Whole or Universal Life: There are a number of variations of whole and universal life, but they normally share several common themes. First, you will die during the coverage period... you are covered for your life. As a result, the premiums are much higher than term (it can cost 10 to 15 times more than term life per year for the same coverage). Second, they often have a cash value, which means that part of your premium is used to build a type of retirement account. You can cash out the policy or borrow from it, both with negative consequences on any death benefits. The premium payments may be fixed for life, or you may have the option of adjusting coverage or cash value to affect your premium amounts. The cash value normally has a fixed return, which can be comforting in poor economic times. Early purchase of a whole life policy can ensure that a child has coverage, even if he/she develops a serious illness later in life. However, if you reach a ripe old age and outlive your spouse, your insurance policy may become nothing more than an inheritance check for your adult children. The interest paid on the cash value will normally be worse than what you could have earned in a good mutual fund.

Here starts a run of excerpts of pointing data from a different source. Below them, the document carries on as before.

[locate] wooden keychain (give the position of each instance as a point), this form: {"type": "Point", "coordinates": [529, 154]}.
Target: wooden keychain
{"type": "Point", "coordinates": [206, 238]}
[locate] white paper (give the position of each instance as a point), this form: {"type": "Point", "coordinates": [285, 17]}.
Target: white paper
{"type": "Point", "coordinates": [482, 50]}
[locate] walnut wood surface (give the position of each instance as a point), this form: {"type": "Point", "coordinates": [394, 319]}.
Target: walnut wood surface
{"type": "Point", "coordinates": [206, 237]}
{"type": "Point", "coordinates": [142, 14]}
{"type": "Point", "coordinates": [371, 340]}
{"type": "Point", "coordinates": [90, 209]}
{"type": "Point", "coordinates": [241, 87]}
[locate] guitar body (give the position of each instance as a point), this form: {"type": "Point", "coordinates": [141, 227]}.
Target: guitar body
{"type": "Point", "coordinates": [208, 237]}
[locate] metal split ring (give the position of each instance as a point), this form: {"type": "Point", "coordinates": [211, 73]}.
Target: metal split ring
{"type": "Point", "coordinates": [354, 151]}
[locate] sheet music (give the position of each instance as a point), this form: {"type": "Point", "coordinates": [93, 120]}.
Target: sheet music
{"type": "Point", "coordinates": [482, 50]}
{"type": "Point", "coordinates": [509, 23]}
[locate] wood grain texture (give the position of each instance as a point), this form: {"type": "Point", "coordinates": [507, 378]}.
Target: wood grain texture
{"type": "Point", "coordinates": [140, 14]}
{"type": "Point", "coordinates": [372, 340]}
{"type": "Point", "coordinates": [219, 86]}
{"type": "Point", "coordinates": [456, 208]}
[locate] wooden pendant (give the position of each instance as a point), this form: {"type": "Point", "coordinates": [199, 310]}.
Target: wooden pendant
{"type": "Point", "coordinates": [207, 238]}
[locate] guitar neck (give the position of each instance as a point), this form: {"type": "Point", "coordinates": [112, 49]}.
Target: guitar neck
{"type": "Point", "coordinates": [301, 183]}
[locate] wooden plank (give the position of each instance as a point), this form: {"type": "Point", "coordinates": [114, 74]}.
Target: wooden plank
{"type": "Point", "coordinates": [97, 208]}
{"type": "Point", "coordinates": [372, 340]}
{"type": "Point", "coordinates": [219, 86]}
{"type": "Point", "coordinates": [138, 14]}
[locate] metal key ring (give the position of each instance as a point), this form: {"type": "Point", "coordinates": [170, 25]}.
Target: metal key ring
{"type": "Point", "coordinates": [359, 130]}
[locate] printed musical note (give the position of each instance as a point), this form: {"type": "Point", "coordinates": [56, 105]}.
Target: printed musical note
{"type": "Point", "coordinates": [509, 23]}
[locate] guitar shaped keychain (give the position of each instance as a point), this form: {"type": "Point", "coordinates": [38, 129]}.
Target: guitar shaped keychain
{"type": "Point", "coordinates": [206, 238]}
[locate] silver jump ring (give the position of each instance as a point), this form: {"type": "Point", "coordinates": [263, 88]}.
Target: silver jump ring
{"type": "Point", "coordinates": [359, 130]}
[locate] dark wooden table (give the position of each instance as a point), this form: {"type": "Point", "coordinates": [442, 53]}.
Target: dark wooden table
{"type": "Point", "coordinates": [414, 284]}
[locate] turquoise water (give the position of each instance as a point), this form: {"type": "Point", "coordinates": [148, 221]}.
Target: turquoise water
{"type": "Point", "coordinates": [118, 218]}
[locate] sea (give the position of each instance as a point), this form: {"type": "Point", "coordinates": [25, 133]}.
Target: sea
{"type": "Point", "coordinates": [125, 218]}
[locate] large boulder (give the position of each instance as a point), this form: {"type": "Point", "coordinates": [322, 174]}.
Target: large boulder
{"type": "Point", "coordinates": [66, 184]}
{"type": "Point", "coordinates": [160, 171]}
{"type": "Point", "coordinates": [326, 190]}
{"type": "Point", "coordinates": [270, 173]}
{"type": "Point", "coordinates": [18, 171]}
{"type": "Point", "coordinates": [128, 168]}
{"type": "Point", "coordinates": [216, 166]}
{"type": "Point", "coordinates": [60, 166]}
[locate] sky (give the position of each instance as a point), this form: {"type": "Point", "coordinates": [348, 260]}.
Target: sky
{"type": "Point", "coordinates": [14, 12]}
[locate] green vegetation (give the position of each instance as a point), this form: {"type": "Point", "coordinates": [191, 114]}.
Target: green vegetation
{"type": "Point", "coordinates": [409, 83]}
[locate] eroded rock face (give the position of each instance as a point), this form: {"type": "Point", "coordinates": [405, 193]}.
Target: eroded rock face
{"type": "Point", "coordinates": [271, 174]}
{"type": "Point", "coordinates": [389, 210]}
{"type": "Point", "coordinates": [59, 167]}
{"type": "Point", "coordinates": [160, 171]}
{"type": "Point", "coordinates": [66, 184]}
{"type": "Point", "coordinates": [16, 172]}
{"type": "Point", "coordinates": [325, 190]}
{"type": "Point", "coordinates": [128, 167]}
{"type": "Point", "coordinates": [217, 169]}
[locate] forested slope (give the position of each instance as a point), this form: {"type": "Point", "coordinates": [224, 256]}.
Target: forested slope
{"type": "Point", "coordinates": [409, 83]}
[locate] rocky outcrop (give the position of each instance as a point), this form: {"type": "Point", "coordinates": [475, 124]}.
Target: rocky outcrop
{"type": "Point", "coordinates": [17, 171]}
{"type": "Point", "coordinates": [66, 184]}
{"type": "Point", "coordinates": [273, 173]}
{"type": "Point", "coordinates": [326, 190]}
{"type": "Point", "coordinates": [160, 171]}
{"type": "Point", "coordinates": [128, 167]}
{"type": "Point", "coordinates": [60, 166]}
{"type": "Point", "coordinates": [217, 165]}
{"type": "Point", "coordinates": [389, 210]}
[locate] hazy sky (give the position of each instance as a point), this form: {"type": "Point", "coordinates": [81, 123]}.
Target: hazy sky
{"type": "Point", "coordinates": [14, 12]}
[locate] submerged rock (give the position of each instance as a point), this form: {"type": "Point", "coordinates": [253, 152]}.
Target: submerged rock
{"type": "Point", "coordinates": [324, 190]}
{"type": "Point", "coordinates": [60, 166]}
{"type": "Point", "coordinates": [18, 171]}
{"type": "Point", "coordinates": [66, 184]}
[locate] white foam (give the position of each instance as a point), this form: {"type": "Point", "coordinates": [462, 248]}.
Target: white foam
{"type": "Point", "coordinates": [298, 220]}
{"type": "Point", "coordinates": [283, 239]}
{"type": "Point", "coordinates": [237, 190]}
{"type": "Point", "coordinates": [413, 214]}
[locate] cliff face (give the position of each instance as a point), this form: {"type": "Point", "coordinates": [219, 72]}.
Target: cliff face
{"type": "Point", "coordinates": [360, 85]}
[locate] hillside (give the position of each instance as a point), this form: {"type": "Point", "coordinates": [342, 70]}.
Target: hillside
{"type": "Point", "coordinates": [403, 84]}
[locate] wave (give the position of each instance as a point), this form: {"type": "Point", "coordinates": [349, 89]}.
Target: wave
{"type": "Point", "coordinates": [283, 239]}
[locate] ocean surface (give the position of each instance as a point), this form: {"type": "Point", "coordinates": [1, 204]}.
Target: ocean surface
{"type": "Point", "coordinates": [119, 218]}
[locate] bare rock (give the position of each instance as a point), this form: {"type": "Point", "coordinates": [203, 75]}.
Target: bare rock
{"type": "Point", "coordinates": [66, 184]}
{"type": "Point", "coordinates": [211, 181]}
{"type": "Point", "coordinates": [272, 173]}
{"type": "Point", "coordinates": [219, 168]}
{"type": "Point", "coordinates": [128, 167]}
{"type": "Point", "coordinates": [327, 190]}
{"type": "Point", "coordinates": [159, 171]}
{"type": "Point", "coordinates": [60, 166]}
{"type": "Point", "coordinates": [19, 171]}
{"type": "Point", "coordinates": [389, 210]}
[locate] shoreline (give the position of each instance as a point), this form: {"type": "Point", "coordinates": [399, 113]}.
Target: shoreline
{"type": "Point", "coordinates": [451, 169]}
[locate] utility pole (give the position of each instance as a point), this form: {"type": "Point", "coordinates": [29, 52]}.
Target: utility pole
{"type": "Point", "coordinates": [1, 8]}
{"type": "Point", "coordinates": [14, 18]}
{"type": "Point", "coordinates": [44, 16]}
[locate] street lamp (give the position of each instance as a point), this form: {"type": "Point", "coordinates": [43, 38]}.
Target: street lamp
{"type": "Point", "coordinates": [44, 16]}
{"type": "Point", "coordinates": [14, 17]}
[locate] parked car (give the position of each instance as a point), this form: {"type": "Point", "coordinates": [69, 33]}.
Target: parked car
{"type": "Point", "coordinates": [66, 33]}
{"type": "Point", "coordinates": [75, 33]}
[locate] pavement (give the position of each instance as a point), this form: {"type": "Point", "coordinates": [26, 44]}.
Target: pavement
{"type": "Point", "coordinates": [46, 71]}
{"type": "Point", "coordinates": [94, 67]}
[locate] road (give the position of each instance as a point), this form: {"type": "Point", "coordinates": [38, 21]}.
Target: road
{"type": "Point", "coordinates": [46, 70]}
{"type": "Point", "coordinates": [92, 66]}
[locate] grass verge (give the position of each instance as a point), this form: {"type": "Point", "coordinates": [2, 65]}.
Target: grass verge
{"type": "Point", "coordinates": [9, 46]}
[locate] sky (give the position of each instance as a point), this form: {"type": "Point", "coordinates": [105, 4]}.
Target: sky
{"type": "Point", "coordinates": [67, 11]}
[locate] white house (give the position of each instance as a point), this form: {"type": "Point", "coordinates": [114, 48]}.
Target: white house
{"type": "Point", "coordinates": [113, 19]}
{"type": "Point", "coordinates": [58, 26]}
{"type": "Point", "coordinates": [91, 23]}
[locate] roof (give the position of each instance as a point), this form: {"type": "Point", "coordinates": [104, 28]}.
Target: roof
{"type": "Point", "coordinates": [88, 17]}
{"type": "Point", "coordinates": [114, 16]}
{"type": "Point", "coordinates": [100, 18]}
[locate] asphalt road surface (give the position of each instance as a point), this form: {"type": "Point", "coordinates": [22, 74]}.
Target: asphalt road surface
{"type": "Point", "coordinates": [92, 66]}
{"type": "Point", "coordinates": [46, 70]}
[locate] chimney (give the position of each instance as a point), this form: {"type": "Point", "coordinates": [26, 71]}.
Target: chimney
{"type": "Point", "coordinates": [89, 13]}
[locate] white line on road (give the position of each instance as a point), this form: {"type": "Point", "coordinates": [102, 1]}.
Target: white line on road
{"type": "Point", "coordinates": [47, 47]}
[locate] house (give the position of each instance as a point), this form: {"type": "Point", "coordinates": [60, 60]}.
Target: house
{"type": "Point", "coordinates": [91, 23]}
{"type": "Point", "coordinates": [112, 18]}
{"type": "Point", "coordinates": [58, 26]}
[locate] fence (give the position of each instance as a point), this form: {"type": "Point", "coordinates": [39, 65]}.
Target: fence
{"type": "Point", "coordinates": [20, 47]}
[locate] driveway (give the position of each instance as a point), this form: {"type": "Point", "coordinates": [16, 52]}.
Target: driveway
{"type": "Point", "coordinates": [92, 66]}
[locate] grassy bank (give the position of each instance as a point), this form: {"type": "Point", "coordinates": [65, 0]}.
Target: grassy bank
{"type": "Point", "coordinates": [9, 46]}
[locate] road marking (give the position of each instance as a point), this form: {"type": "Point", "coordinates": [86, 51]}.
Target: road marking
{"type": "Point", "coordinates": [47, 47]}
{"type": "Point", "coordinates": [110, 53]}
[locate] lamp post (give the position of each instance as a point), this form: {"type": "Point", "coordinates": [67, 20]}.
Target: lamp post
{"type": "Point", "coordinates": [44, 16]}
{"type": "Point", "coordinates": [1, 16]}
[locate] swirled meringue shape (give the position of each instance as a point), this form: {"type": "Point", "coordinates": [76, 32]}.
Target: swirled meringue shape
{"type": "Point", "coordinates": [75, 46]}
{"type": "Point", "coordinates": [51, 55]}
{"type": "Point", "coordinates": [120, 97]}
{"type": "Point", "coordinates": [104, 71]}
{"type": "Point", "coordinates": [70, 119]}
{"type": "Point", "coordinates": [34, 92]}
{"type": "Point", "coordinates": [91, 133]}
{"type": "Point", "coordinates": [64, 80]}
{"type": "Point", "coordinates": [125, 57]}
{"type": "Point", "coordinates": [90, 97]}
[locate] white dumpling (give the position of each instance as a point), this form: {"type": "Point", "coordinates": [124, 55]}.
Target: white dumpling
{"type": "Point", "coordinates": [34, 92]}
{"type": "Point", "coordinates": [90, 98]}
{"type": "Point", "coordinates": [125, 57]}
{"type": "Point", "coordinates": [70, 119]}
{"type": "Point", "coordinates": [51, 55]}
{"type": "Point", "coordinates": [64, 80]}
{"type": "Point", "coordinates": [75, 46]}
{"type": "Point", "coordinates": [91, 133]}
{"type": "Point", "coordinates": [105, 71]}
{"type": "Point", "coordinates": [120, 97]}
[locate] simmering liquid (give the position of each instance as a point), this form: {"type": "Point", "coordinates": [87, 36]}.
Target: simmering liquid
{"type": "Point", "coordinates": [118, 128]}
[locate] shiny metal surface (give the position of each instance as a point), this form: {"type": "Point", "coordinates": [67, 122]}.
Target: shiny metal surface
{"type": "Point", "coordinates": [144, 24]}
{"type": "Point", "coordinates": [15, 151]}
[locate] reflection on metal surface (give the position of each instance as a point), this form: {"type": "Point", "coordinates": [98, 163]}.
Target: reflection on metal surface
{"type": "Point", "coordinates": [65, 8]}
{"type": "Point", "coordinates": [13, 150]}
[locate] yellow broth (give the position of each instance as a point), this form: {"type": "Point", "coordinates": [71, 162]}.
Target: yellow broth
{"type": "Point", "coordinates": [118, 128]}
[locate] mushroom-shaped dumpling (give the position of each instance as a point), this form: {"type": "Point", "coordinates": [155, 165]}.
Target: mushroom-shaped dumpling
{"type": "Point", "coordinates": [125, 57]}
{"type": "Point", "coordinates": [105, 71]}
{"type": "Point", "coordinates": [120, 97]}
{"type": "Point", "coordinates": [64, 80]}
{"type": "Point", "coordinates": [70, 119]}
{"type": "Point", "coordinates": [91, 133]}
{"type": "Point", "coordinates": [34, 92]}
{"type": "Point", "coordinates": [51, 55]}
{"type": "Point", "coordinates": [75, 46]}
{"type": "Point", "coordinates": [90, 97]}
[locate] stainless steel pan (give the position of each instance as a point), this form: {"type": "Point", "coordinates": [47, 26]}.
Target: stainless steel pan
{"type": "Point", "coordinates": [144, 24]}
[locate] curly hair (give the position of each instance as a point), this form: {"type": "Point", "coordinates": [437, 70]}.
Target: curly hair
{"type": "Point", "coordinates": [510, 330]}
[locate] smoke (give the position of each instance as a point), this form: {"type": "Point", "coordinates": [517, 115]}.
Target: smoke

Variable Universal Life: This is a policy that takes many of the aspects of a universal life program, but adds in the ability to invest into mutual funds and use your cash value in the stock market. Because the performance of the stock market affects the value of the insurance policy, the payments can fluctuate dramatically. For the promise of greater returns, you will be passing up any guarantees. You will be insured for life, but your premium payments and your ultimate death benefit could fluctuate.